Many organizations are focusing their data management and “data as an asset” governance programs on improving data for analytical purposes. Several of my present clients are following this trend. One problem that they are facing is that their data has been unattended for many years, leading to lower than desired levels of data quality and an inability to integrate the data in a cost-effective manner. Improved analytical capabilities begin with quality data that is defined, produced, and used effectively.
The quality of data available to provide analytical capabilities is a sore subject for many organizations. Every organization wants to be able to predict customer behavior, improve efficiency, and effectiveness of their supply chain, reduce production costs, … or whatever the business use of “good data” may be. It’s all in the data.
– – – – –
This column is the first in a three-part series that will address what it takes to achieve “good data.” For this column, I will focus on the first of the three areas where organizations can simply and logically break down the activities that are required to achieve “good data.” I have mentioned these activities in the past. The three areas include:
- Improving Data Definition
- Improving Data Production
- Improving Data Usage
The activity of improving data definition is a vital part of improving overall data discipline. I am starting this series with the activity that becomes the underlying determinant of quality in the production and usage phases of data. I will explain as I go along. Stay tuned for those columns in the next few issues of TDAN.com Magazine.
Improving Data Definition
Start with Business Glossaries, Data Dictionaries, and Metadata Management
These three items are past, present, and future industry buzz words. Organizations create these metadata (data about data) records of business terminology, database description, and end-to-end knowledge of the data that their information systems contain to provide improved knowledge and understanding of data and data-related assets. There are many webinars, white papers, and articles on what to include in these resources.

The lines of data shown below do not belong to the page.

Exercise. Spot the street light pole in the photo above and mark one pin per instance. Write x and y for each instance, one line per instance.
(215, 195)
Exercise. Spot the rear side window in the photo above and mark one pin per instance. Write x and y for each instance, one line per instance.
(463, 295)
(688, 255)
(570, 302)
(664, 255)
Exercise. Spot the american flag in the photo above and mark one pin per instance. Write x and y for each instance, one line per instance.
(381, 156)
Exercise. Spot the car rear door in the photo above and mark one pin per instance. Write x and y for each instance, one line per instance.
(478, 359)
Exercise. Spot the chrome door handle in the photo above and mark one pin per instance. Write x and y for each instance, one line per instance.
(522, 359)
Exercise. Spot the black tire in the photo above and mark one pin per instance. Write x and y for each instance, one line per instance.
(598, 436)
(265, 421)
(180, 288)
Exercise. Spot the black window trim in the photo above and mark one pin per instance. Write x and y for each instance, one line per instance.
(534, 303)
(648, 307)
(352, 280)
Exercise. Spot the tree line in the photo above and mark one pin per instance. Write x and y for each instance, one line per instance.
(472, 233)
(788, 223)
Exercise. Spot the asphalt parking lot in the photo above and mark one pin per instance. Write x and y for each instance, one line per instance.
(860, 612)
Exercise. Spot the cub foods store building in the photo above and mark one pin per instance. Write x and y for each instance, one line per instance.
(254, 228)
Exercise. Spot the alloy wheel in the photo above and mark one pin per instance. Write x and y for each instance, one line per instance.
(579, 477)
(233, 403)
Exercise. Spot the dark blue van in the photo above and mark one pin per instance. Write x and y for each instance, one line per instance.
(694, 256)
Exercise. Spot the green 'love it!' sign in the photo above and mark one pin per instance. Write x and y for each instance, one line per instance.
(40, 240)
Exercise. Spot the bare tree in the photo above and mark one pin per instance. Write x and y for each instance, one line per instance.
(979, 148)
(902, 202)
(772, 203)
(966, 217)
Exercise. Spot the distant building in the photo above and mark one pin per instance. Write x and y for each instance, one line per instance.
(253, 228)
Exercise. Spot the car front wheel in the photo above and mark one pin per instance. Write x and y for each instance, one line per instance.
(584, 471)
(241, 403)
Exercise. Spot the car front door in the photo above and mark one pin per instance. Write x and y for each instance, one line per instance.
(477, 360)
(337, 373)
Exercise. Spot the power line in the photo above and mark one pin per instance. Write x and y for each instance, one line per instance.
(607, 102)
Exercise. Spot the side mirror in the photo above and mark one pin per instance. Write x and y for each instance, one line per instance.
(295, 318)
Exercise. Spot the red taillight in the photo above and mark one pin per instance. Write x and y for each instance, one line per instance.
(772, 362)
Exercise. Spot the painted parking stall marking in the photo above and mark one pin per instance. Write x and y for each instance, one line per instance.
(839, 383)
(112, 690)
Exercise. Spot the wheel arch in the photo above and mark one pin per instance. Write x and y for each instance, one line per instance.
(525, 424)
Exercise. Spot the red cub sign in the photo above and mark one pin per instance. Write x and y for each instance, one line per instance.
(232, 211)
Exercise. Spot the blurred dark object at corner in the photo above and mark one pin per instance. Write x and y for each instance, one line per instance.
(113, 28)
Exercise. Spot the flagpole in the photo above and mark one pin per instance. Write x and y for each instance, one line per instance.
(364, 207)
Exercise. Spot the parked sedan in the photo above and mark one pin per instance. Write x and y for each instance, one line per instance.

To take advantage of these resources, people are required to have the responsibility to consistently and methodically capture, validate, share, and maintain information about the data that our organizations use to operate the business, report accurately, make good decisions, and provide improved analytical capabilities based on knowledge and understanding of the data being analyzed.
Practice Data Modeling Best Practice
Wikipedia tells us that data modeling is a process used to define and analyze data requirements needed to support the business processes within the scope of corresponding information systems in organizations. Data modeling is also a process of relating data to other data for purposes of bringing data together to solve business problems, as well as address business operational needs. Data modeling tools provide the ability to capture these requirements through data and turn the requirements into physical data stores that become the backbone of the business.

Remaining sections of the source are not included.